Kidney medicine. Volume 8. Issue 7. Pages 101390. Epub May 06, 2026.

Abstract

Depression is a potential pathophysiologic pathway in type 4 cardiorenal syndrome, ie chronic kidney disease (CKD) resulting in chronic heart failure (HF). We investigated whether depressive symptoms and CKD are independent predictors of HF and whether they augment HF risk when they present together.
A post-hoc analysis of the Systolic Blood Pressure Intervention Trial (SPRINT).
Participants with baseline Patient Health Questionnaire-9 (PHQ-9) data and without baseline HF (N =8,930).
Depressive symptom severity (baseline PHQ-9 0, 1-4, and 5-27) and CKD (estimated glomerular filtration rate of < 60 mL/min/1.73m2).
Incident HF events (pre-specified adjudicated secondary SPRINT outcome).
Multivariable Cox proportional hazards regression models and generalized linear models related PHQ-9 and CKD status to HF events on relative and absolute scales.

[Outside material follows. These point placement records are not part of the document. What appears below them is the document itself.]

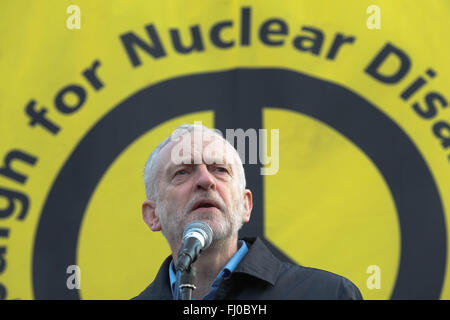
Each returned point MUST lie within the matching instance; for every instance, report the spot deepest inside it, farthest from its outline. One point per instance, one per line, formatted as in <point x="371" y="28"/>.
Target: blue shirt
<point x="223" y="274"/>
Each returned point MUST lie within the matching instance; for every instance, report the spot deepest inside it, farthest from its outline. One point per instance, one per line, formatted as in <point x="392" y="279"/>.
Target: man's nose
<point x="205" y="180"/>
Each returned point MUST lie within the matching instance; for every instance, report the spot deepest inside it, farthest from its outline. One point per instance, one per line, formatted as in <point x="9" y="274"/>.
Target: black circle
<point x="242" y="93"/>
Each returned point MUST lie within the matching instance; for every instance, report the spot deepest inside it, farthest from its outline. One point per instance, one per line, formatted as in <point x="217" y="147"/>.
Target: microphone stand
<point x="185" y="283"/>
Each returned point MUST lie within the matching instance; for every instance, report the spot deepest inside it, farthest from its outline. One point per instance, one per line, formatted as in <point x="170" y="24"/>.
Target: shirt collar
<point x="223" y="274"/>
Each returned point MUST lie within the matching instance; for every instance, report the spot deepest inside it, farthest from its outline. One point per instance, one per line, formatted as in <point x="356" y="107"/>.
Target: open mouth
<point x="205" y="204"/>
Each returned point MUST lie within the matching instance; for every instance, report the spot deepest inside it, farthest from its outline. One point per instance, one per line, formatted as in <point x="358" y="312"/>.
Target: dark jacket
<point x="260" y="275"/>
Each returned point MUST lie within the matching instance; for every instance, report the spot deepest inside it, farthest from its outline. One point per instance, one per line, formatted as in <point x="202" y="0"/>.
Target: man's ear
<point x="248" y="205"/>
<point x="149" y="215"/>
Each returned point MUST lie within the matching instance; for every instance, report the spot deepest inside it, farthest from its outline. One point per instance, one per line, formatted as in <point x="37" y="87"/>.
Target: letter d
<point x="389" y="50"/>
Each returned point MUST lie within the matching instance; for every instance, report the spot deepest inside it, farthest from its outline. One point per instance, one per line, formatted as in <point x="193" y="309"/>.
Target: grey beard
<point x="173" y="226"/>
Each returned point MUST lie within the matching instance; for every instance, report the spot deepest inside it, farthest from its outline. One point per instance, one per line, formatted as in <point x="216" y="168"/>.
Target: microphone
<point x="197" y="236"/>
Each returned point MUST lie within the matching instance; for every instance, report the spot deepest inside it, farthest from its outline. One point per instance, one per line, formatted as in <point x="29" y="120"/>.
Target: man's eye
<point x="221" y="170"/>
<point x="181" y="172"/>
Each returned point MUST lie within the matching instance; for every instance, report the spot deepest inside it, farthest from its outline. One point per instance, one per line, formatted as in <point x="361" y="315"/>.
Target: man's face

PHQ-9 scores of 0, 1-4, and ≥ 5 were present in 3,086 (34.6%), 3,775 (42.3%), and 2,069 (23.2%) participants, respectively and baseline CKD in 2,155 (24%). There were 177 HF events over 33,358 person-years. In a multivariable Cox regression model, both CKD (HR 1.60; 95% CI, 1.13-2.28) and PHQ-9 ≥ 5 (HR vs PHQ-9 = 0: 1.92; 95% CI, 1.24-2.98) were independent HF risk factors. In another Cox model, compared to those with PHQ-9 = 0 and no CKD, those with both CKD and PHQ-9 ≥5 had 3.45 times the hazard of HF (HR 3.45, 95% CI 1.70, 7.03) with other subgroups in between. There was no evidence of a synergistic interaction, but they appeared to be additive. Results were largely consistent on the absolute risk scale.

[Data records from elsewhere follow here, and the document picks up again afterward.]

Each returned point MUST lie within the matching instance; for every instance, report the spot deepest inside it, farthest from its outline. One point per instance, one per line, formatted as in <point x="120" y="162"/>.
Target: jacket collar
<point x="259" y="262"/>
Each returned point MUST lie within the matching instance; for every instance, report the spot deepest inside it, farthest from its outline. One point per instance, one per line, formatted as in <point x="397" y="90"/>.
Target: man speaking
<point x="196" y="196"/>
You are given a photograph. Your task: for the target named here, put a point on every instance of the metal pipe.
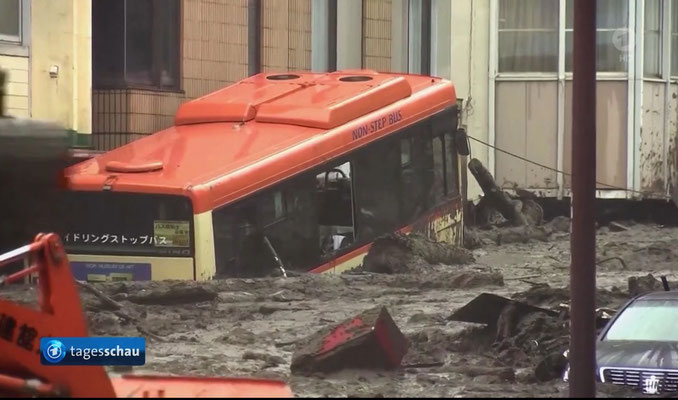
(2, 92)
(332, 35)
(253, 37)
(583, 241)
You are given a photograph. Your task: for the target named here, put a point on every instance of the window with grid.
(612, 35)
(528, 36)
(10, 21)
(135, 43)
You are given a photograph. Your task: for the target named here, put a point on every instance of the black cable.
(557, 170)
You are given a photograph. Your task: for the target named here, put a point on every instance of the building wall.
(286, 35)
(213, 55)
(16, 101)
(469, 72)
(62, 36)
(376, 40)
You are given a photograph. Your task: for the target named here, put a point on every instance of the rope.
(559, 171)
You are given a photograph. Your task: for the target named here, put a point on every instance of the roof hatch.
(119, 166)
(322, 101)
(235, 103)
(334, 100)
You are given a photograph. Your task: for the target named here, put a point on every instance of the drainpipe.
(583, 240)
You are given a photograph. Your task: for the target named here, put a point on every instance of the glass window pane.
(108, 43)
(652, 43)
(168, 33)
(139, 43)
(528, 14)
(10, 20)
(438, 189)
(451, 166)
(646, 320)
(528, 36)
(528, 51)
(612, 14)
(612, 51)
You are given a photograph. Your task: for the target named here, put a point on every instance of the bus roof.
(256, 132)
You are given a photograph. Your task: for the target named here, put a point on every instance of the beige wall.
(377, 34)
(17, 100)
(213, 55)
(470, 27)
(62, 36)
(526, 125)
(286, 35)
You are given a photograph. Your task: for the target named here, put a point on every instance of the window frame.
(20, 47)
(120, 79)
(562, 30)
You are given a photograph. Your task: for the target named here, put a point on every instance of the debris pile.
(503, 218)
(369, 340)
(398, 253)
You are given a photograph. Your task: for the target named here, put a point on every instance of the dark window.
(285, 217)
(406, 152)
(438, 188)
(444, 127)
(135, 43)
(334, 196)
(10, 20)
(127, 223)
(377, 186)
(416, 177)
(451, 166)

Bias from post-hoc observational use of data, clinical trial selection bias.
Both CKD and depressive symptoms are independent and additive risk factors for HF. Patients with both CKD and a higher burden of depressive symptoms are at greater risk of HF.

PMID:
42375688
Bibliographic data and abstract were imported from PubMed on 30 Jun 2026.